After Delay, NASA’s SLS Is Scheduled For Launch

Rohan Parasnis, Science & Tech Writer

   After over six years of delays, NASA’s Space Launch System (SLS) is scheduled to lift off in early November.

   When it comes to space travel, every measure of caution is a necessity. Whether it is checking if a system is online or if enough food or fuel is packed aboard, each aspect of space travel needs to be checked carefully due to the innate risks involved. Despite that, years upon years of delays can be frustrating to everyone involved with the project. 

   Take the James Webb Telescope for example, which was set to launch in early 2007, but was plagued with thirteen years worth of delay. This brought much scrutiny upon NASA and its related agencies, as people wondered whether the project would ever come to fruition. In past years, NASA’s SLS has faced similar scrutiny, as it carried an original launch window of 2016. 

   The Space Launch System, also known as SLS, is NASA’s super heavy lift rocket project. The rocket is one of the most powerful rockets that NASA has built. In the coming years, it will be tasked with carrying heavy payloads to outer space, which includes a manned crew to the moon as part of the Artemis Program. 

   The SLS project was not loved by all, however, as it cost $10 billion. Congress agreed to this price, but also required the rocket to launch no later than December of 2016. 

   Anticipation grew surrounding the rocket as it appeared to be NASA’s first step into a new age of space exploration, but with this anticipation also came great frustration. The project was hit with delays and overspending, stemming from a variety of factors. In 2013, an error was revealed in a machine that was used to assemble SLS’s fuel tanks, causing a recall and forcing the expected launch date to be postponed to 2018. 

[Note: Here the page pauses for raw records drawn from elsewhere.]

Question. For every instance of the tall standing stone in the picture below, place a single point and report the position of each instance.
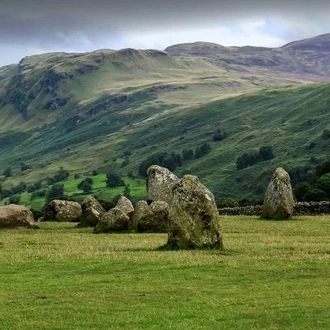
(278, 202)
(160, 183)
(194, 218)
(92, 212)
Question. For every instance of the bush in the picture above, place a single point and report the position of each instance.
(227, 202)
(15, 199)
(219, 136)
(56, 191)
(114, 180)
(164, 159)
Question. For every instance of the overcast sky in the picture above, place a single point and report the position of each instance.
(37, 26)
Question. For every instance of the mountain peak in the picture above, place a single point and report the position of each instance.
(318, 43)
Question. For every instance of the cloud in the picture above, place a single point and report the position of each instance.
(80, 25)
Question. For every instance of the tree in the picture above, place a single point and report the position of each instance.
(114, 180)
(187, 154)
(15, 199)
(219, 136)
(56, 191)
(8, 172)
(301, 190)
(323, 183)
(266, 153)
(87, 187)
(227, 202)
(61, 175)
(247, 159)
(127, 191)
(202, 150)
(24, 167)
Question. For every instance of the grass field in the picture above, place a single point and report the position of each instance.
(271, 275)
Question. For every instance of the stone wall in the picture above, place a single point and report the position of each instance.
(301, 208)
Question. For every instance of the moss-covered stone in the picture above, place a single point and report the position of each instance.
(160, 183)
(194, 219)
(278, 202)
(92, 212)
(155, 218)
(113, 221)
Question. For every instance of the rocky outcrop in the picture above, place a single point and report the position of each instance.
(62, 210)
(278, 202)
(92, 212)
(14, 216)
(113, 221)
(160, 182)
(155, 218)
(194, 218)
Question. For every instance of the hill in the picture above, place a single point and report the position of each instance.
(113, 109)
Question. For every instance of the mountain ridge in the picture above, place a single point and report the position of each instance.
(113, 108)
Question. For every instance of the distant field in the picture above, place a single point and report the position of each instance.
(137, 189)
(271, 275)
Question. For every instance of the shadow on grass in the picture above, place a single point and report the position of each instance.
(166, 248)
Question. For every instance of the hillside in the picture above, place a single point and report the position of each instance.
(113, 109)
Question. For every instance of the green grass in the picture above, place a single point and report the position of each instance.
(100, 190)
(135, 105)
(271, 275)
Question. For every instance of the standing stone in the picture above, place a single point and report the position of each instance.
(14, 216)
(92, 212)
(125, 205)
(194, 218)
(113, 221)
(160, 183)
(62, 210)
(140, 211)
(278, 202)
(155, 219)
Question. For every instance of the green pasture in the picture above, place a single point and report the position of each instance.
(271, 275)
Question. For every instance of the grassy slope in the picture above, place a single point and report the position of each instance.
(272, 275)
(142, 102)
(288, 119)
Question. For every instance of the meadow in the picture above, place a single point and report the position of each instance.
(271, 275)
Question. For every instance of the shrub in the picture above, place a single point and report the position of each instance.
(56, 191)
(15, 199)
(227, 202)
(114, 180)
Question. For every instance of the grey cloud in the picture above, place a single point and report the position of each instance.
(81, 25)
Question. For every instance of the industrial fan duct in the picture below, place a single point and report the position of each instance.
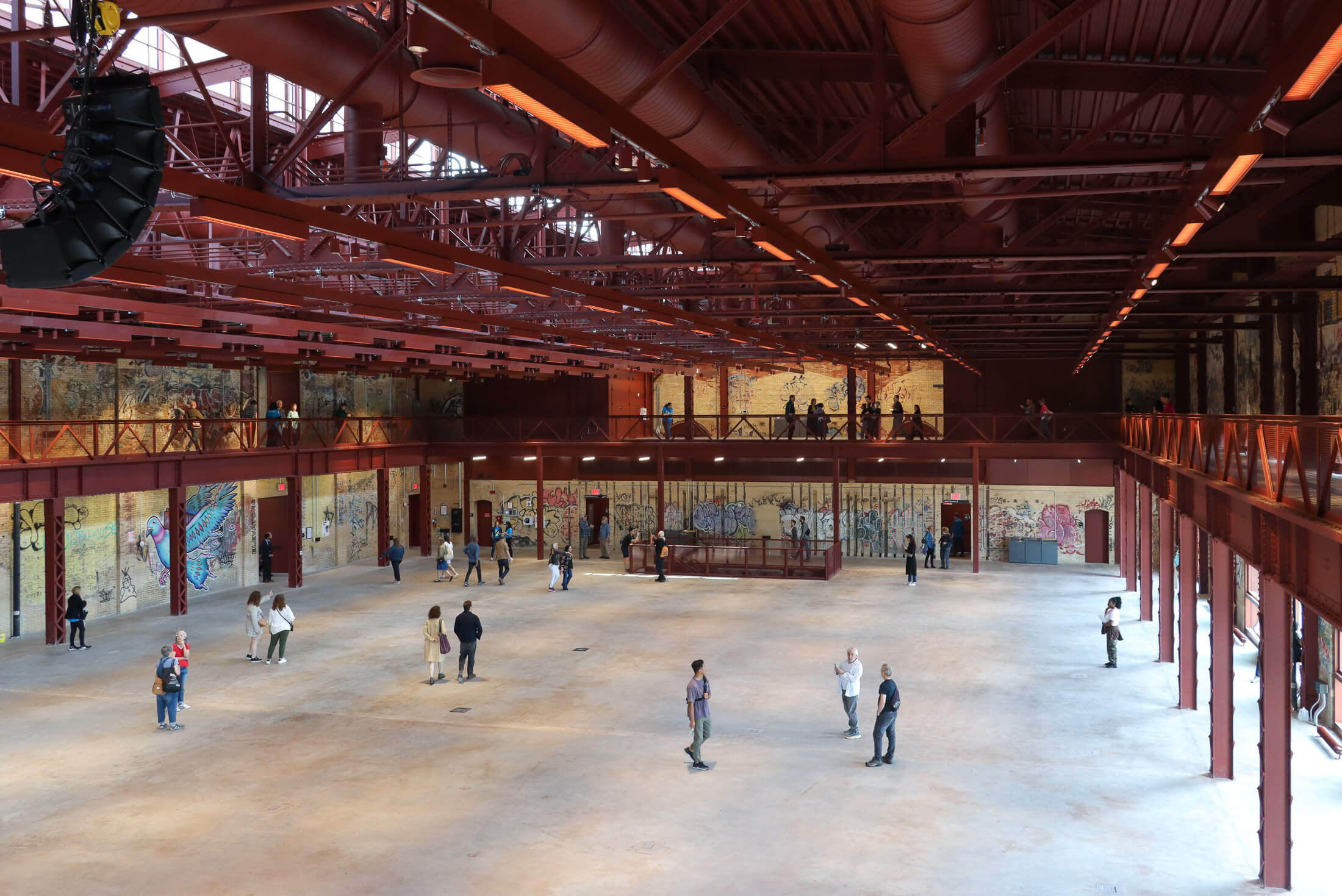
(102, 195)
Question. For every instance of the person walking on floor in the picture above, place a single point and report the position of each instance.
(504, 556)
(435, 643)
(267, 554)
(625, 548)
(445, 561)
(254, 624)
(888, 709)
(395, 554)
(279, 623)
(77, 612)
(567, 565)
(1109, 628)
(850, 686)
(182, 651)
(659, 553)
(697, 709)
(554, 564)
(468, 631)
(167, 683)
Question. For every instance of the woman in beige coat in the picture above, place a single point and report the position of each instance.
(434, 627)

   With margins to make the 2018 launch date already thin, a tornado hit a key NASA factory in Louisiana, prompting further delays. In the following years, sporadic fuel leaks plagued the project as fuel had to be reformulated, and fuel tanks redesigned numerous times. The initial budget estimate also ended up falling short. In total, it is estimated that the SLS project will cost nearly $12 billion, $2 billion over the predetermined budget.

   While the SLS project has been plagued with delays and other challenges, its upside gives it potential to be worth the wait.